I remember walking with my dad and one of his employees outside the company building in Tallmadge, Ohio many years ago. In the course of the conversation, we passed the many company trucks and vans sitting outside the large building and the employee asked my dad if he ever thought about the fact that he owned all this stuff and how hundreds of employees worked for him. The employee went on to say that he would probably think about it all the time if he were in my dad’s place.
There was a bit of a pause in the conversation as we both waited for my dad to answer. And to be honest, I don’t remember what he said. I’m sure he said something about how it was a privilege to be able to serve the employees or something like that, but his answer isn’t really the important part of the story: it was the question.

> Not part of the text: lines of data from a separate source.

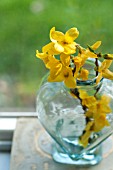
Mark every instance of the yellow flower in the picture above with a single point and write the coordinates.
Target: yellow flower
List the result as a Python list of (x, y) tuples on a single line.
[(57, 65), (104, 71), (84, 74), (64, 42), (49, 49), (96, 45), (47, 59), (77, 62)]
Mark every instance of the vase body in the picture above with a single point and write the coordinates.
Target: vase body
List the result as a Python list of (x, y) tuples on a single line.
[(63, 118)]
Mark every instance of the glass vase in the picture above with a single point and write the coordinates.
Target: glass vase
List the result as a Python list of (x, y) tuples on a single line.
[(63, 117)]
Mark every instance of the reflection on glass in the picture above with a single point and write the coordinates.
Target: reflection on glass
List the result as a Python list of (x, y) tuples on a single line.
[(24, 26)]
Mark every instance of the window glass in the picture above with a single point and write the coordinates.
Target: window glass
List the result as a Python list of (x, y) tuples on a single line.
[(24, 27)]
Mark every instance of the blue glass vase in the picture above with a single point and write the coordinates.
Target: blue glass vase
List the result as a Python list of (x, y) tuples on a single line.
[(63, 118)]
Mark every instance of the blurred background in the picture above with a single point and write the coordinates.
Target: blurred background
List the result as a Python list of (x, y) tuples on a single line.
[(25, 26)]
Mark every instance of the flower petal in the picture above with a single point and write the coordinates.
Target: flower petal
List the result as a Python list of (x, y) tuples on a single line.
[(96, 45), (70, 48), (59, 48), (56, 35), (65, 59), (71, 35)]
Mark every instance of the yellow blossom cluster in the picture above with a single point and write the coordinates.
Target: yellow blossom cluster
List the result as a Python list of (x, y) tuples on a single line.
[(65, 59), (72, 57), (96, 112)]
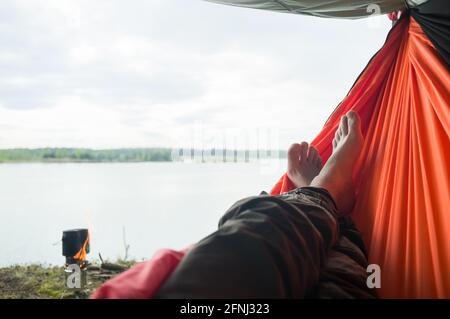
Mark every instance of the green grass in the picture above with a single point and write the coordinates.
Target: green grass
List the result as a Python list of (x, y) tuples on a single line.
[(43, 282)]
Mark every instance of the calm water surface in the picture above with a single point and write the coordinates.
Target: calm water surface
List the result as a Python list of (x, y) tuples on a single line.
[(160, 205)]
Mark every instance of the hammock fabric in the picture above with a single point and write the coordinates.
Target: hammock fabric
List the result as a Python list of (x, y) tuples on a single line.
[(403, 174)]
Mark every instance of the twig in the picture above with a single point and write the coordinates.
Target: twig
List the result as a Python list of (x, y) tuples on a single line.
[(126, 246)]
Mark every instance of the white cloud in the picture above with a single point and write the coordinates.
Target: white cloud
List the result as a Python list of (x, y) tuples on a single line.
[(143, 73)]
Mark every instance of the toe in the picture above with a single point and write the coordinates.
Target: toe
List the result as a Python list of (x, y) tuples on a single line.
[(303, 151), (337, 135), (354, 121), (334, 143), (318, 161), (294, 154), (312, 154), (344, 125)]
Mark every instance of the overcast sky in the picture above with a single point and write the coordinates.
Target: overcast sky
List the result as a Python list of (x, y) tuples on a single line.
[(141, 73)]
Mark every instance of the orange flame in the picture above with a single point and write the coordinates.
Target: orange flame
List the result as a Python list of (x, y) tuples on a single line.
[(82, 253)]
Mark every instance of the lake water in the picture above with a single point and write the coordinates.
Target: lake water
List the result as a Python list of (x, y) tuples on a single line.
[(160, 205)]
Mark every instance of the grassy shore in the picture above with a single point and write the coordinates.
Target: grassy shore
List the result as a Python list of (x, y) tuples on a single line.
[(48, 282)]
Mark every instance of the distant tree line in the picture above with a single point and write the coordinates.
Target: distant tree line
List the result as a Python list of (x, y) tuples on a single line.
[(86, 155), (129, 155)]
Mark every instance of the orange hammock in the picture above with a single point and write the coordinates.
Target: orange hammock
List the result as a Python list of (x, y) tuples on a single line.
[(403, 175)]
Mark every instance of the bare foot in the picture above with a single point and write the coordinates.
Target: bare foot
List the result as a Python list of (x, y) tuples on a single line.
[(304, 163), (336, 175)]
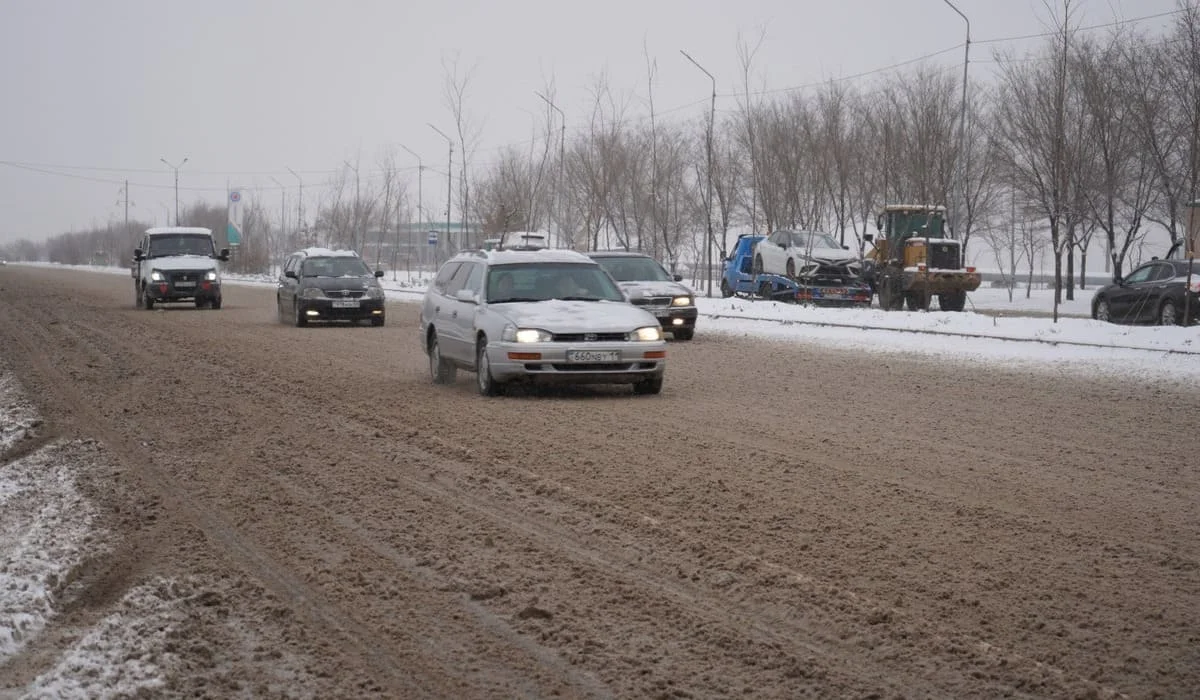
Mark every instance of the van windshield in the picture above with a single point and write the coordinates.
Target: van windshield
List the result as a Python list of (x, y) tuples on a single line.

I’ve thought about that question, or questions much like it, over the intervening 30 years and have concluded that, if asked, I think I would pause, look at everything that was considered mine, and then say, “I don’t really own anything, you know?”
I know that sounds odd, but if you think about it for even a little while, what is ownership but extended leasing? Take my dad for instance. Within ten years of that conversation he had passed away and everything that was once considered his passed into the hands of someone else. We may “own” stuff for a while, but eventually, it passes on to another person or, in many cases, becomes old, worn out, and then tossed on the garbage heap. “Ownership” really is only a temporary state of things.
But this all changes if we are discussing an owner who never dies or an object that never fades nor is destroyed. If my dad was eternal and his business likewise, then the employee’s question would have been much different, but that was not the case for my dad did not, and his company will not survive the long haul of human existence.
Psalm 100 tells us we are to rejoice in the Lord and serve him with gladness, giving thanks to him. But the psalmist really only gives one reason why we should rejoice in him: God made us, and we are his. Yes, as politically incorrect as it may be to say, we God’s property. We are not our own. Unlike my father and his company, the owner (God) is eternal and what he owns (us) are told we will live throughout eternity. This is true ownership, and this fact should cause us to ask a very important question: If we are owned by God, what is it that God, our owner, wants of us?
Thankfully, we don’t have to look very far for the answer to this question. David, a man after God’s own heart and the author of Psalm 101, provides the answer. Notice, if you will, the number of times David says “I will.” By my count, David says it ten times in eight verses which is a massive amount of repetition and should indicate that the main point has to do with that phrase.
If we are owned by God, what should we do? Well, read the chapter again. No, really, I mean it. Take a break from reading this entry and go read Psalm 101 again and then come back here.
Did you notice how David’s response to being owned by God has to do with pursuing morally upright things? Did you notice David did not want to be in the presence of evil? Did you notice David wants to walk with those whose way is blameless? Did you also notice there is nothing about occupation or vocation in this psalm?
David is saying is if we are owned by God then we should want to be like him. We should want to be holy and pure. We should want to keep those things that are evil and degrading out of our house and away from our sight. We should want to surround ourselves with other people who are like-minded and desiring to pursue the way that is blameless. It seems simple enough, doesn’t it? But it isn’t, is it?
Why is it we often want to fill our houses with depraved things? Why do we want to fill our eyes and ears with the images and sounds of Sin? Why do we want to model our daily thought patterns after arrogant and evil people? Why are we drawn to these things?
Maybe you aren’t enticed and drawn by these things and people. Maybe you have won that battle and are not tempted anymore to be deceitful. Maybe impurity isn’t attractive to you. Maybe you have put arrogance and pride behind you. Maybe, but I would guess not. I would guess most people reading this are like me, and you live in the tension between longing to be a man (or woman) after God’s own heart and longing to roll around in your own vomit. I mean, when I put it that way, no one really wants to do that, do we? But that’s really the choice, isn’t it? The little sins we hold on to. The infidelities. The pride. The condescension. The lust. The anger and hatred. We love all of these while we still want to be like God. What a mess we are.
And yet, (not discounting the work of the Spirit), I think we wallow in our sins and relish the numbing sensation mainly because we have forgotten we are not our own. We have forgotten we are owned by God. We have forgotten our owner has the right to decide how we should live. And, unlike my dad and his company, the bonds of ownership between God and us will never be broken. The implications of this fact are certainly worth pondering.